Local property sector said to become a $300B industry in the near future

MANILA, Philippines—The Philippine real estate industry has the potential to become a $300-billion industry by 2031, from the $48 billion reported in 2011, but certain structural changes will have to be made, like relaxing stringent rules on foreign ownership and longer lease terms, property consultant and brokerage firm Jones Lang LaSalle said.

Construction of high-rise hotel and condominiums continues in Manila, Philippines and big cities in the country on Thursday May 30, 2013. AP FILE PHOTO

Jones Lang LaSalle country head David Leechiu gave the forecast as he urged the government to build on the Philippines’ economic gains at a time when most large fund managers were hesitant to invest in the country’s real estate sector.

Leechiu said the local real estate sector would experience massive growth over the next 15 years. Developers like Ayala Land Inc. and SM Prime Holdings are allotting billions of dollars in capital spending in 2014 alone to build more shopping malls, homes and hotels.

Still, he said, the Philippines would likely corner a relatively small share of the global pie.

In 2011, the country’s real estate size, estimated at $48 billion, was just 0.2 percent worldwide. In 2031, it is still expected to corner just 0.3 percent. By then, China will account for the bulk of the global pie at $26.4 trillion, followed by India at $5.5 trillion, Jones Lang LaSalle said.

By 2031, Asia-Pacific may account for 48.8 percent, or $44.94 trillion, of the global real estate market, from 27 percent in 2011. This presents an opportunity for growing markets like the Philippines, Leechiu said.

“The sentiment to invest money in real estate is very strong all over the world,” Leechiu said.

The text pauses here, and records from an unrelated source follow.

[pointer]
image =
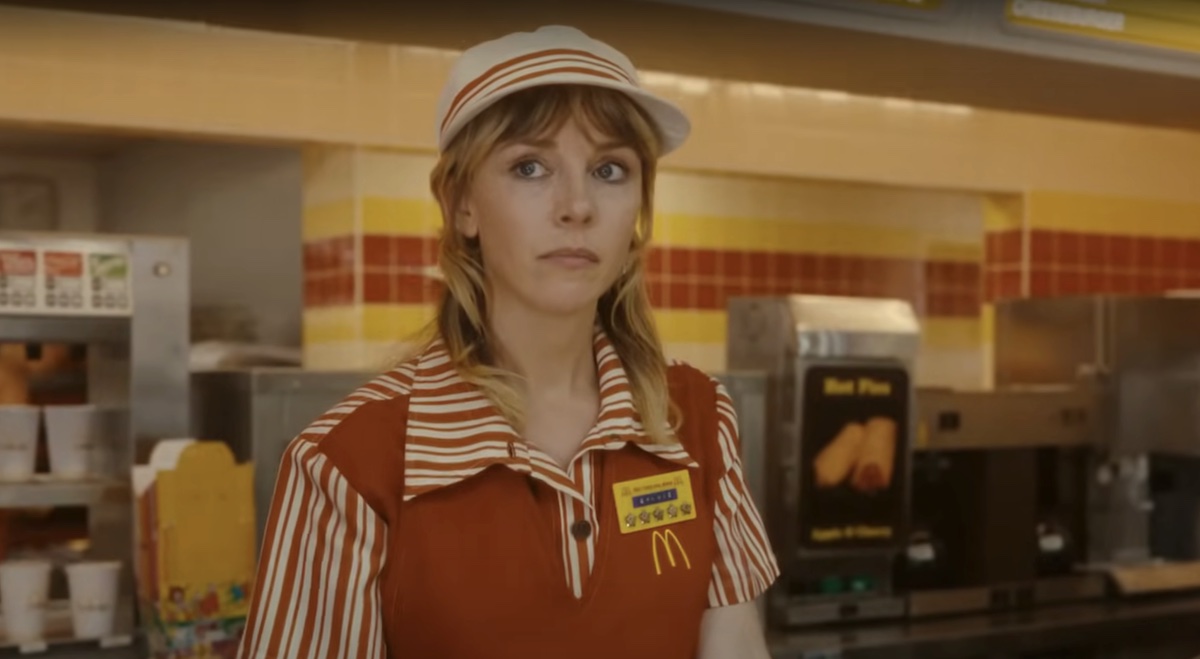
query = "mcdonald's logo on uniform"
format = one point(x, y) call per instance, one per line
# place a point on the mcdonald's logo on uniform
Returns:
point(666, 538)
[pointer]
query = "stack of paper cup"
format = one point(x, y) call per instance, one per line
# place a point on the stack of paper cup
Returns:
point(94, 592)
point(18, 441)
point(72, 432)
point(24, 589)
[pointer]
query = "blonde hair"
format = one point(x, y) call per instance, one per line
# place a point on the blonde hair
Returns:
point(624, 311)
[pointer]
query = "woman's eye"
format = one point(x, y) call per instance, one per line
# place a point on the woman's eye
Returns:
point(529, 169)
point(611, 172)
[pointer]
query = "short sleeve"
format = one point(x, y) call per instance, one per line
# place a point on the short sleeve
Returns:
point(317, 589)
point(745, 564)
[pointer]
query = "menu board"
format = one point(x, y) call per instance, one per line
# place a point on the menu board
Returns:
point(109, 281)
point(18, 277)
point(63, 280)
point(853, 448)
point(1163, 24)
point(75, 277)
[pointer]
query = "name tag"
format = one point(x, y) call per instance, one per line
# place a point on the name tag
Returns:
point(654, 502)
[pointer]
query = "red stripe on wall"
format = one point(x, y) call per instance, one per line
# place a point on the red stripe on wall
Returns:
point(677, 277)
point(1077, 263)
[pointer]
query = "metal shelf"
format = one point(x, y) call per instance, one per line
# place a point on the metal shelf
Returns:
point(48, 492)
point(66, 329)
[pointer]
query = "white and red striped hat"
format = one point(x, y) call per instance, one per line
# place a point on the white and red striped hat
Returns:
point(550, 55)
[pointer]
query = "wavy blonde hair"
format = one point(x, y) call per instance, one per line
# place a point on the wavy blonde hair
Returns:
point(624, 311)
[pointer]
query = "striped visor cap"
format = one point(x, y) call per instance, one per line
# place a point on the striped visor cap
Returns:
point(549, 55)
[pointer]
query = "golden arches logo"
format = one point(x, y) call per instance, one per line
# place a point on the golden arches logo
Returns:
point(665, 538)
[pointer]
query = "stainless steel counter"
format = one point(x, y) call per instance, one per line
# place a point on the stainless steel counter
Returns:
point(1146, 629)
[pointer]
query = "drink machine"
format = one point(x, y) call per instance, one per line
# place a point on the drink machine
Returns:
point(838, 425)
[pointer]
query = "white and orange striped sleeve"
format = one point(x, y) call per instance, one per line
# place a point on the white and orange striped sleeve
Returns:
point(317, 591)
point(745, 564)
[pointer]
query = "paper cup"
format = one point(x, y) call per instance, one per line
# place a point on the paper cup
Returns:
point(94, 591)
point(24, 588)
point(72, 436)
point(18, 441)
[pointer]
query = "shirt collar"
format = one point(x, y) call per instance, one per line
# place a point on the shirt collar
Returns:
point(455, 432)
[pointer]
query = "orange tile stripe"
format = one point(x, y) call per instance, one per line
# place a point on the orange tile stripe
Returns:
point(677, 277)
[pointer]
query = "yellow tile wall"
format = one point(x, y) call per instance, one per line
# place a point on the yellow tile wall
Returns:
point(112, 72)
point(695, 210)
point(75, 70)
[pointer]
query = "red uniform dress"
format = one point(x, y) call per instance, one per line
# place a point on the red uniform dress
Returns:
point(412, 521)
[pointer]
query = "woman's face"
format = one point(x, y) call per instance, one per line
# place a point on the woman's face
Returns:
point(555, 217)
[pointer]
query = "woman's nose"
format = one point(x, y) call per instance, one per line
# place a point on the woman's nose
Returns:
point(576, 205)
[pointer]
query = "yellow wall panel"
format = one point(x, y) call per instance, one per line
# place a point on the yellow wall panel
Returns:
point(395, 322)
point(399, 216)
point(1114, 215)
point(329, 220)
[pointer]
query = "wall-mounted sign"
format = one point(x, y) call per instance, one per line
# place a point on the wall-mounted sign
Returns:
point(64, 286)
point(930, 5)
point(47, 275)
point(923, 9)
point(18, 276)
point(1163, 24)
point(853, 442)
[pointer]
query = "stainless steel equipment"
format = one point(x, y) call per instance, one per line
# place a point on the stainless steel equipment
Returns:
point(259, 411)
point(839, 421)
point(1141, 357)
point(125, 301)
point(999, 501)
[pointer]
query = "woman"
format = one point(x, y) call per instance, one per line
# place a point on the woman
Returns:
point(538, 481)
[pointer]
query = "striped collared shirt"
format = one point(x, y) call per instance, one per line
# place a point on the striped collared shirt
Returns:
point(454, 433)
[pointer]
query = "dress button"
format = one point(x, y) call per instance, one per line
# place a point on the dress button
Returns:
point(581, 529)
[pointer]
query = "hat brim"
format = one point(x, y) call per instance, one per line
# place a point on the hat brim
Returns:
point(671, 121)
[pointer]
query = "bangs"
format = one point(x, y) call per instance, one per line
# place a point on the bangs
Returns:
point(541, 111)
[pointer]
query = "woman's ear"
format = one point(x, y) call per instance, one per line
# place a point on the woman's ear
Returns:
point(466, 219)
point(461, 217)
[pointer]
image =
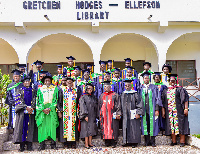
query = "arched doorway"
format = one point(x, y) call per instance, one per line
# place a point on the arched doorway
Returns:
point(183, 55)
point(53, 49)
point(8, 58)
point(134, 46)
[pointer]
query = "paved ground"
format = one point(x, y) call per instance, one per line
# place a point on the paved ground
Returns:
point(162, 149)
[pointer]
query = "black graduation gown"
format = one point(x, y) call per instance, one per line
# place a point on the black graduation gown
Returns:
point(32, 135)
point(131, 127)
point(88, 108)
point(10, 101)
point(181, 96)
point(111, 102)
point(60, 109)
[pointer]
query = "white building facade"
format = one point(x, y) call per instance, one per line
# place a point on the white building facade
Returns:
point(156, 31)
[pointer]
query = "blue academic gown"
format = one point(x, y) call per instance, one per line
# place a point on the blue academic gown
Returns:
point(155, 104)
point(12, 99)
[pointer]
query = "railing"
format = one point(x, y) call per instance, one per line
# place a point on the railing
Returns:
point(187, 83)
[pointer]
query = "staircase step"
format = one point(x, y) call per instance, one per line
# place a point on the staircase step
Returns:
point(97, 141)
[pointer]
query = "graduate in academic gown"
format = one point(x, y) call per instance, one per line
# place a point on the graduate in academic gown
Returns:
point(46, 116)
point(128, 63)
point(161, 87)
point(129, 75)
point(42, 74)
point(132, 109)
point(77, 76)
point(86, 79)
point(176, 102)
point(109, 114)
point(69, 70)
point(149, 122)
point(22, 68)
point(116, 82)
point(100, 78)
point(13, 96)
point(25, 131)
point(68, 114)
point(167, 69)
point(147, 66)
point(88, 114)
point(58, 78)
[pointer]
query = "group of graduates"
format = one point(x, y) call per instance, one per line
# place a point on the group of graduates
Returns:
point(75, 103)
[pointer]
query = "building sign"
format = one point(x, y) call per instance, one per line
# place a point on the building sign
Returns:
point(34, 5)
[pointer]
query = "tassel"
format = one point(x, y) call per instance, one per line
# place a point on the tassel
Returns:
point(112, 64)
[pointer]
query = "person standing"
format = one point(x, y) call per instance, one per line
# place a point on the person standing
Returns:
point(46, 116)
point(109, 115)
point(88, 114)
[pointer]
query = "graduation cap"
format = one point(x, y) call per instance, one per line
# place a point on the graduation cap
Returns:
point(69, 78)
point(147, 63)
point(110, 61)
point(128, 60)
point(46, 77)
point(26, 79)
point(44, 72)
point(70, 58)
point(106, 82)
point(145, 74)
point(78, 68)
point(127, 81)
point(38, 62)
point(90, 65)
point(16, 72)
point(129, 68)
point(89, 84)
point(169, 67)
point(102, 62)
point(59, 66)
point(117, 69)
point(86, 70)
point(172, 75)
point(107, 72)
point(21, 65)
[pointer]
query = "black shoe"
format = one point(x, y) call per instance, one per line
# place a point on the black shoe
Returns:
point(153, 145)
point(87, 147)
point(172, 144)
point(21, 149)
point(182, 144)
point(113, 146)
point(41, 148)
point(74, 146)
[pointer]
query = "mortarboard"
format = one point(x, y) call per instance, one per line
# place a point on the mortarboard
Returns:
point(78, 68)
point(70, 58)
point(106, 82)
point(102, 62)
point(21, 65)
point(169, 67)
point(86, 70)
point(26, 78)
point(38, 63)
point(46, 77)
point(16, 72)
point(147, 63)
point(145, 74)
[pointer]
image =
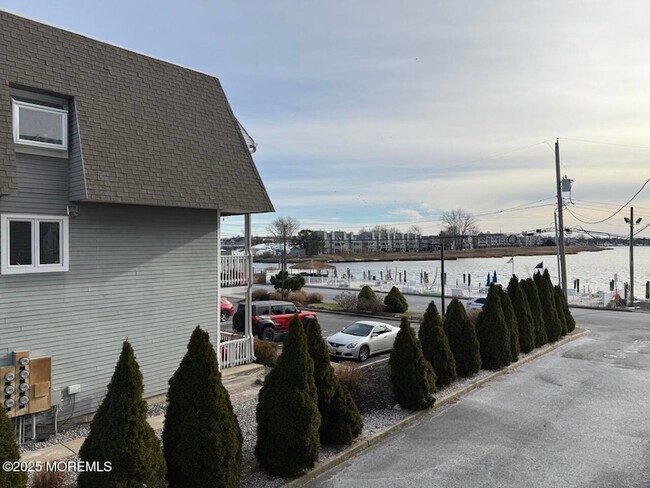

This week’s World Economic Forum to be held in Manila, he added, will be a good opportunity to promote investments in the country.

“The Philippines is fundamentally sound, but it can do so much better if it were less restrained,” he said, citing the country’s fast-growing population and emerging middle class.

Coupled with excess liquidity flooding global markets, Leechiu said, “the Philippines has to take advantage of this favorable climate.”

An increase in the foreign ownership cap in corporations, from 40 percent to 50 percent, and increasing the leasehold terms from 50 years (with a 25-year optional renewal) to 80 to 90 years are part of “necessary perquisites” for the country to draw more investments, especially into real estate, Leechiu explained.

He also cited the need to lower corporate taxes which, at 30 percent, made it one of the highest in the region, and to provide “credible and sensible” master planning to attract foreigners.

With property transactions on the road to recovery years after the recent global financial crisis, Leechiu noted that the trend still pointed to further growth.